(fot. GORNIK.LECZNA.PL)
Kadra Górnika Łęczna w pięciu ostatnich kolejkach doznaje osłabienia. W ostatnich pięciu kolejkach tego sezonu w jego barwach nie zobaczymy już Przemysława Banaszaka
Zawodnik wraca w do Widzewa, z którego był wypożyczony do 30 czerwca tego roku. Pierwotnie rozrywki drugiej ligi miały się zakończyć wraz z końcem maja, ale poprzez pandemię koronawirusa i ich zawieszenie od marca do czerwca spowodowało, że druga liga zakończy zmagania pod koniec lipca. W związku z reorganizacją rozgrywek umowa mogła zostać przedłużona do końca lipca, ale Widzew nie wyraził na to zgody.
– Przyznam szczerze, że jestem bardzo rozczarowany tą decyzją - przyznaje Piotr Sadczuk, prezes Górnika. - Chcieliśmy bowiem dokończyć ten sezon w pełnym składzie i ze swojej strony zrobiłem wszystko żeby Przemek został z nami do końca lipca. Już wcześniej przygotowaliśmy odpowiednie dokumenty dotyczące przedłużenia wygasającej wraz z końcem czerwca umowy. Niestety, nie udało nam się dojść w tej kwestii do porozumienia - dodaje sternik "zielono-czarnych".
Dla Banaszaka tym samym oznacza to koniec sezonu, bo będzie mógł reprezentować w lipcu barw Widzewa poprzez grę w Górniku.
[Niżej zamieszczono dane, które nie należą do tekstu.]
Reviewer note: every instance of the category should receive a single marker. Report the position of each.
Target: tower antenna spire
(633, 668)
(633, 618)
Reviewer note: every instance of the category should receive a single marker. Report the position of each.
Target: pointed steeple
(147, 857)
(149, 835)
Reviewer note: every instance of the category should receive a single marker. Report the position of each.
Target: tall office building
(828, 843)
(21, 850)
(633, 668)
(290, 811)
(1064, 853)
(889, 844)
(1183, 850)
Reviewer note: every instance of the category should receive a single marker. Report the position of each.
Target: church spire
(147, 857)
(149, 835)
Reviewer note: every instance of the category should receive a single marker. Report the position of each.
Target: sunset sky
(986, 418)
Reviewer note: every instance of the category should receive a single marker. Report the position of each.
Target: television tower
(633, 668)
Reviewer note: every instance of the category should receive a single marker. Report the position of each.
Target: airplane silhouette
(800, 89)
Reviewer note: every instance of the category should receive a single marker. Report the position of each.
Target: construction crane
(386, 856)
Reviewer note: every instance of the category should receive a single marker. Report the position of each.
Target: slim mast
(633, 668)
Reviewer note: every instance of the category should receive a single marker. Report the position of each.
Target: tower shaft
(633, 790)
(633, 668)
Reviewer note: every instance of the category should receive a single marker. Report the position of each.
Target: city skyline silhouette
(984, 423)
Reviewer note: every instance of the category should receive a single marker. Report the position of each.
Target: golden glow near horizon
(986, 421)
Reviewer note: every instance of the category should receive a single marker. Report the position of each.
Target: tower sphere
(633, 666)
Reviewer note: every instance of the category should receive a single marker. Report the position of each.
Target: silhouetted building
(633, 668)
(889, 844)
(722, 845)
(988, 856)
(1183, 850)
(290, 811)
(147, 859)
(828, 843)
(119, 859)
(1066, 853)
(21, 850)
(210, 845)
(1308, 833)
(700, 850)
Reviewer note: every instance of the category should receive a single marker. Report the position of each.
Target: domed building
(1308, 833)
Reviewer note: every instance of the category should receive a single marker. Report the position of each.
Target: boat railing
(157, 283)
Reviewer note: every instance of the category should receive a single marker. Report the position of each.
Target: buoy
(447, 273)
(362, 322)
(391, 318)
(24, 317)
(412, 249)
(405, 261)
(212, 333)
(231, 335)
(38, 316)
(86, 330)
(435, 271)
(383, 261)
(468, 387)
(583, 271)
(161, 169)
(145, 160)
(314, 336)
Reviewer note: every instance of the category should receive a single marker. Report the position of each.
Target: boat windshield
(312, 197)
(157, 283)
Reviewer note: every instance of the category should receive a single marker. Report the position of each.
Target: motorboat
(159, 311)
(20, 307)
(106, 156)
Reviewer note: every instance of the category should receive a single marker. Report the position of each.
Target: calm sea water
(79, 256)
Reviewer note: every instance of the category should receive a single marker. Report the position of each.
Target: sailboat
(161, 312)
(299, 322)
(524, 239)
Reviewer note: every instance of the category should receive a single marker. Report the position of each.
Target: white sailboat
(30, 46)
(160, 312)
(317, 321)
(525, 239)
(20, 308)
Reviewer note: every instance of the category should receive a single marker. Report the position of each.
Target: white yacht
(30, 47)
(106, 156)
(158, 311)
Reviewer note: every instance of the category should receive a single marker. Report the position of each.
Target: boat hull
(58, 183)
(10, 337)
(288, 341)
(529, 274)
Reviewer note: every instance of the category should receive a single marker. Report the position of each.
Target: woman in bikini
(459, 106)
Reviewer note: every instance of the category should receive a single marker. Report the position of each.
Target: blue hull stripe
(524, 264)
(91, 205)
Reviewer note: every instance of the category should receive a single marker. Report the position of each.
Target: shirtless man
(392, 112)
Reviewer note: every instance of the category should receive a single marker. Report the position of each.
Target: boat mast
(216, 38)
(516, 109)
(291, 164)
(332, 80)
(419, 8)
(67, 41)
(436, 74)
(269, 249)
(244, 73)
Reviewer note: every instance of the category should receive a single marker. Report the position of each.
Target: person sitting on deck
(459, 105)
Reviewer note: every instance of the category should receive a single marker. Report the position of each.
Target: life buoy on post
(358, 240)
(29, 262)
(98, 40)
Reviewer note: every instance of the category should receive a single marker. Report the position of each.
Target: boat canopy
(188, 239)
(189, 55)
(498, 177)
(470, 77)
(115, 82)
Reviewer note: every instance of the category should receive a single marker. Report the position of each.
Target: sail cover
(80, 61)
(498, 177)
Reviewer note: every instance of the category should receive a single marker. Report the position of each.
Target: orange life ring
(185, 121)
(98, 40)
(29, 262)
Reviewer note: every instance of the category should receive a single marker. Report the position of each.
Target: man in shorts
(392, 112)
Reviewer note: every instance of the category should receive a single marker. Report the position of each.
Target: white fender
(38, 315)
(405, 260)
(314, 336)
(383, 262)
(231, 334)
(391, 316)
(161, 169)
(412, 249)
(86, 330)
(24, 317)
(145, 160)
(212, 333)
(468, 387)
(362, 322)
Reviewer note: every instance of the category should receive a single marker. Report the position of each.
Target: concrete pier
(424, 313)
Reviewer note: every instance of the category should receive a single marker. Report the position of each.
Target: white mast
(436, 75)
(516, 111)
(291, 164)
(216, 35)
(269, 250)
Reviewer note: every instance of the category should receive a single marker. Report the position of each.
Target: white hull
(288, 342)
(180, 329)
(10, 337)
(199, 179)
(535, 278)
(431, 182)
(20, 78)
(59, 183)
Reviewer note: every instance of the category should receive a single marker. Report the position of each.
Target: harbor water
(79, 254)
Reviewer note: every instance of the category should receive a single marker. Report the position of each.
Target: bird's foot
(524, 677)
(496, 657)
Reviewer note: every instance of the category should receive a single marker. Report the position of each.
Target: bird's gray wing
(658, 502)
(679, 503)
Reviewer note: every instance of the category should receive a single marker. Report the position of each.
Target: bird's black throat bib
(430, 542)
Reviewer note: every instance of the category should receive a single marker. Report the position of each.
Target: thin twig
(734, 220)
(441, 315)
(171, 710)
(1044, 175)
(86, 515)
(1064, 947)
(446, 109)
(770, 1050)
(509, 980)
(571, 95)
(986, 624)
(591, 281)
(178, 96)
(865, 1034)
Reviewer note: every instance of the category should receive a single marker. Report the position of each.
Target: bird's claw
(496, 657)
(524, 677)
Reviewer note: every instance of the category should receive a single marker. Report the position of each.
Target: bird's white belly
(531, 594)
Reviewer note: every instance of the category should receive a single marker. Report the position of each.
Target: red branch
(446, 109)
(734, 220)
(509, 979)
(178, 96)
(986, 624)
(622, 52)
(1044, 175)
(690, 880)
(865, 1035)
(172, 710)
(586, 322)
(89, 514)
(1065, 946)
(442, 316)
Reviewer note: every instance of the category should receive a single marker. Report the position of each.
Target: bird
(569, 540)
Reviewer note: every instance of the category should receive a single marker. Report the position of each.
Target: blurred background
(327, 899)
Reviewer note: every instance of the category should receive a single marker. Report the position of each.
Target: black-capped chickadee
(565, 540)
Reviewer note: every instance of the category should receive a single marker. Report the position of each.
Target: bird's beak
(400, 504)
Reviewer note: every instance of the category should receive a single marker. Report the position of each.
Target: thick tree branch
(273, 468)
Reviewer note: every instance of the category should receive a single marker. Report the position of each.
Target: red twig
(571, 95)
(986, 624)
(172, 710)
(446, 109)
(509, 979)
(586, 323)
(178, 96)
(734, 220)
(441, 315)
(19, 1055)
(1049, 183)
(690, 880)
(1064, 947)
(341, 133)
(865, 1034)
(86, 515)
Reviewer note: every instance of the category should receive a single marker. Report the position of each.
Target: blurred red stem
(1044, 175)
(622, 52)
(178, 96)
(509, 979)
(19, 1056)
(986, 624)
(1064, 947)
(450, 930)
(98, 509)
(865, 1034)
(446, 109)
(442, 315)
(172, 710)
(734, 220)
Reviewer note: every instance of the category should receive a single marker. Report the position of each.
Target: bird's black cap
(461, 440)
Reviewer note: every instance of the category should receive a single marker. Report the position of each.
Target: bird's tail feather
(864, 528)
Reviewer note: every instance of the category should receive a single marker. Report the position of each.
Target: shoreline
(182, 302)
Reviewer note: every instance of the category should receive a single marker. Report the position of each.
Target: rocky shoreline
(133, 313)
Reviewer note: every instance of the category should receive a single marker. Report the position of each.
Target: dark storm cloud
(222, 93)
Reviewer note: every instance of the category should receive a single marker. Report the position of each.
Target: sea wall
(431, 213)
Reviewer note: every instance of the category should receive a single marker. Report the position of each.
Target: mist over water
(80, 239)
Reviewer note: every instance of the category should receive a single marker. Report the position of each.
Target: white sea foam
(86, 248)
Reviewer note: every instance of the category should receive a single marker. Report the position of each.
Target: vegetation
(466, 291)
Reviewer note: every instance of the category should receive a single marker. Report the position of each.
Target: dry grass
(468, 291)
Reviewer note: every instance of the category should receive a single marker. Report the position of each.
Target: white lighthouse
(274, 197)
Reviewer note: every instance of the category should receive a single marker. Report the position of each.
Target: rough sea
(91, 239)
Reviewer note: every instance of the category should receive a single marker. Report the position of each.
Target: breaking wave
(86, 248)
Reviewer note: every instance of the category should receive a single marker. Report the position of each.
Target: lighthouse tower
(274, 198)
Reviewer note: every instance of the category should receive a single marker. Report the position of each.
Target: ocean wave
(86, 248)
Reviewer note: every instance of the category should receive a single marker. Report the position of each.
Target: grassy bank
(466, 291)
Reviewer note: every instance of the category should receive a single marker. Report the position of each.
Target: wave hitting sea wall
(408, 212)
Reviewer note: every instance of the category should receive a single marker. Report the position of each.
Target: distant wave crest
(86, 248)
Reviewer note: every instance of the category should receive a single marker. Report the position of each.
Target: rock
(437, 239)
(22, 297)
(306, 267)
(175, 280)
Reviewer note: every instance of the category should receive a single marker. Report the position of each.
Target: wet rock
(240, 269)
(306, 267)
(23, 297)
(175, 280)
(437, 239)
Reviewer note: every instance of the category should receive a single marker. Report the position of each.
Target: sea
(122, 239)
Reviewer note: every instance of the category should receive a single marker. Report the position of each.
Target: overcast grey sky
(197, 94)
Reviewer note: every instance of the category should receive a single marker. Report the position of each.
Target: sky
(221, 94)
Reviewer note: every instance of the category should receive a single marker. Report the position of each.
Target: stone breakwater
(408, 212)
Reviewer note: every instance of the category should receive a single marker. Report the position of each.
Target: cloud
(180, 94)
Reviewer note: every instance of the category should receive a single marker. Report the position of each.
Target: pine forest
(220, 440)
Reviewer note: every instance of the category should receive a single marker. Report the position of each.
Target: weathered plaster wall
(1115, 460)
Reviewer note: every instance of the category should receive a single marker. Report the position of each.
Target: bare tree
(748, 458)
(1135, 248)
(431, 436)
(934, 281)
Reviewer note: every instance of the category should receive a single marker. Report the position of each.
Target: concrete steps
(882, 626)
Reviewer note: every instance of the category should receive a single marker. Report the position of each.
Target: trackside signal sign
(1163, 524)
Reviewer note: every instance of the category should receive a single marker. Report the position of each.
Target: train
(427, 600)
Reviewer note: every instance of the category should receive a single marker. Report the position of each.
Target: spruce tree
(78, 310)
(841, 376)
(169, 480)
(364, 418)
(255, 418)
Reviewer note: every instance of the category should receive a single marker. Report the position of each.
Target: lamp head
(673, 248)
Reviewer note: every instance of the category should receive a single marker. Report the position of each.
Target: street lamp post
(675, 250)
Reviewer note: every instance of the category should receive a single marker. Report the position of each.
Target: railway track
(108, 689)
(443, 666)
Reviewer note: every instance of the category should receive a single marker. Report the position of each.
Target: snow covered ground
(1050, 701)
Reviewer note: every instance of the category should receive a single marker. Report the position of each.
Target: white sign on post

Patrząc przez pryzmat ostatniej formy napastnika pochodzącego ze Szczebrzeszyna zarówno on sam jak i sztab szkoleniowy Górnika mają czego żałować. Banaszak zagrał w barwach Górnika w 17 meczach i zdobył pięć bramek z czego dwie w niedawnym mecz z Bytovią Bytów, w którym wybiegł na murawę w pierwszym składzie i był jednym z najlepszych zawodników na murawie.
Gdyby Banaszak został w Łęcznej na kolejne mecze jego szanse na grę byłby jeszcze większe, bo łęcznianie w ostatnich spotkaniach decyzją trenera Kamila Kieresia zaczęli grać na dwójkę napastników.